David Bamman, a scholar of natural language processing, digital humanities, and computational social sciences, is joining the Berkeley School of Information this fall as an assistant professor.
Bamman’s work applies natural language processing and machine learning techniques to empirical questions in the humanities and social sciences. “My work develops statistical models of the world through what people say about it through text,” he explains.
He worked for a five years as a senior researcher for the Perseus Project, Tufts University’s digital library of the history, literature and culture of the Greco-Roman world. Bamman’s work at the Perseus Project focused on natural language processing for Latin and Greek, including treebank construction, computational lexicography, morphological tagging, and word sense disambiguation.
His recent research has explored a wide range of social questions using a variety of different text collections.
Recent Research
One recent project attempted to computationally identify sarcasm on Twitter. “Sarcasm detection is a very difficult computational problem,” he explained. Even humans are remarkably bad at identifying sarcasm out of context. Bamman’s approach analyzed more than just the text of each tweet; he also considered the broader context, including the personality of the person tweeting, characteristics of their normal audience, and the immediate context in which the tweet was posted. Taking this additional information into account improved accuracy dramatically over looking at the text of the tweet in isolation. But the sarcasm detection algorithm is more than just a party trick; it also gives social scientists new insight into the characteristics of interpersonal interaction that enable sarcasm in conversation.
Another recent analysis of Twitter data explored differences between how men and women write. By identifying a range of writing styles characteristic of women vs. men, the algorithm is able to correctly identify the author’s gender 88% of the time. But looking more closely, Bamman and his collaborators realized that the truth is more complicated — and more interesting. There aren’t just two different ways of writing (men vs. women); they actually identified a range of different sub-communities on Twitter, each with a distinct communication style. Some communities (like those who tweet mostly about sports or mostly about technology) tend to be predominantly male, others are predominantly female, and others are more mixed. Interestingly, some of the gendered sub-communities used language in ways that were atypical for their gender. By looking past a simple gender dichotomy, this research “offers a new perspective on how gender emerges as individuals position themselves relative to audiences, topics, and mainstream gender norms.”

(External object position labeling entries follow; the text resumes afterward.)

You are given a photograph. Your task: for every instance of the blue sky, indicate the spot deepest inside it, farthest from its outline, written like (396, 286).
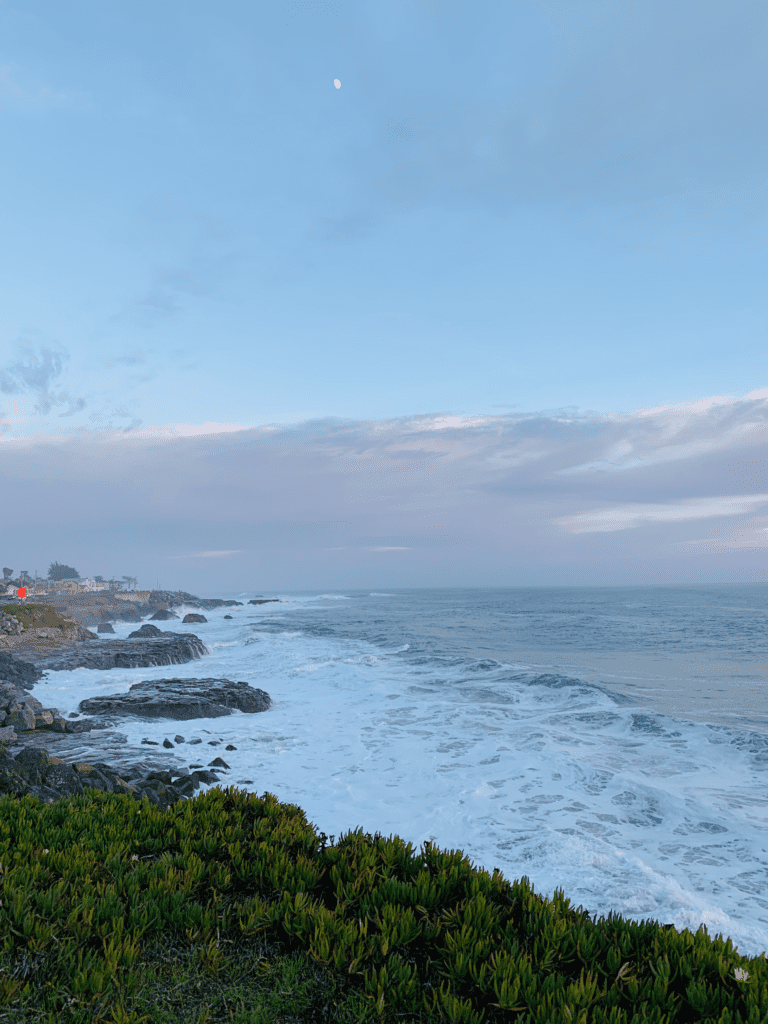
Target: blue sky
(491, 313)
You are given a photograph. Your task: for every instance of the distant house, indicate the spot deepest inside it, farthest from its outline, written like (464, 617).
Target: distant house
(73, 587)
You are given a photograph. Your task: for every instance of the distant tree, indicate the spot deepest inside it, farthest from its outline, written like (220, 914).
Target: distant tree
(58, 571)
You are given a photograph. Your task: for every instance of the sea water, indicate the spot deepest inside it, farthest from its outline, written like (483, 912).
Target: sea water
(608, 741)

Another recent project analyzed a completely different text collection: a trove of 23,000 cuneiform tablets discovered in Kültepe, Turkey, documenting the activity of a thriving Bronze Age trade colony (kārum Kaneš) from the 2nd century BCE. Bamman analyzed 2,094 Akkadian-language letters between merchants, to quantify and diagram the hierarchy of colony’s social structure, based on linguistic clues and conventions in the texts themselves. He had to develop methods to disambiguate different merchants with the same name or one merchant using different names, while simultaneously learning the merchant’s social rank within the colony. This analysis provides tools for the historians and Assyriologists studying the kārum Kaneš colony to better understand the community’s social and cultural dynamics.
“What excites me about this research is the ability to learn new things about the world — things you couldn’t discover without a large amount of data and computational techniques,” says Bamman.
Crossing Disciplinary Boundaries
Bamman has a varied intellectual background; he has a Ph.D. in computer science from Carnegie Mellon, an M.A. in applied linguistics from Boston University, and a B.A. in classics from the University of Wisconsin. His research has involved working closely with collaborators from a wide range of disciplines.
Because of this interdisciplinary background, Bamman is excited to be joining the School of Information. “This place stands at the intersection of a lot of different disciplinary traditions,” he says. “We see that clearly in the make-up of the faculty and the students. We have the potential to be a common ground for research from across the Berkeley campus, in the humanities, social sciences, computer science, and beyond.”
One of the things Bamman is most looking forward to is working with I School students. “When I’ve visited here in the past, I was really impressed by the depth of the students’ intellectual curiosity, and by the range of different backgrounds they come from,” he says. “I’m excited to see what that future holds.”
In spring 2016, Bamman plans to teach a new course on computational text analysis, and in Fall 2016, he will be teaching the school’s core course Info 202. Information Organization and Retrieval.